REPUBLIKA.CO.ID, JAKARTA -- Program Organisasi Penggerak (POP) Kementerian Pendidikan dan Kebudayaan (Kemendikbud) menuai polemik. Bahkan, Muhammadiyah dan Nadhlatul Ulama keluar calon penerima POP Kemendikbud. Kendati demikian, Anggota Komisi X DPR RI Ali Zamroni berharap, agar program tersebut tetap dilanjutkan.
"Agar POP tetap diteruskan dan alokasi anggarannya dibuat lebih fleksibel sesuai kriteria tertentu," ujar politikus Partai Gerindra dalam pesan singkatnya kepada Republika.co.id, Senin (27/7).
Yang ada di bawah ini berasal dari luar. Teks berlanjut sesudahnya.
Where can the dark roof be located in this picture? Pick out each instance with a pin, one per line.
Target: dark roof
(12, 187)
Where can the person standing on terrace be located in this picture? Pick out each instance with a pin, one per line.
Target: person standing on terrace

Selain itu, Ali Zamroni juga memberikan apresiasi atas adanya POP Kemendikbud yang bermanfaat untuk meningkatkan partisipasi masyarakat dalam pembangunan pendidikan. Dia meminta, agar badan independen SMERU yang melakukan seleksi kepada organisasi dalam POP tersebut bersikap transparan mengenai proses dan hasil seleksi terhadap organisasi yang lolos dalam POP.
“Kami apresiasi SMERU telah melakukan evaluasi dan sebaiknya hasil penilaian ini diberitahukan pada peserta untuk perbaikan ke depannya. Organisasi yang tak lolos, harus diberitahu kenapa tidak lolos, apa sebabnya, kekurangannya apa, " kata Ali Zamroni.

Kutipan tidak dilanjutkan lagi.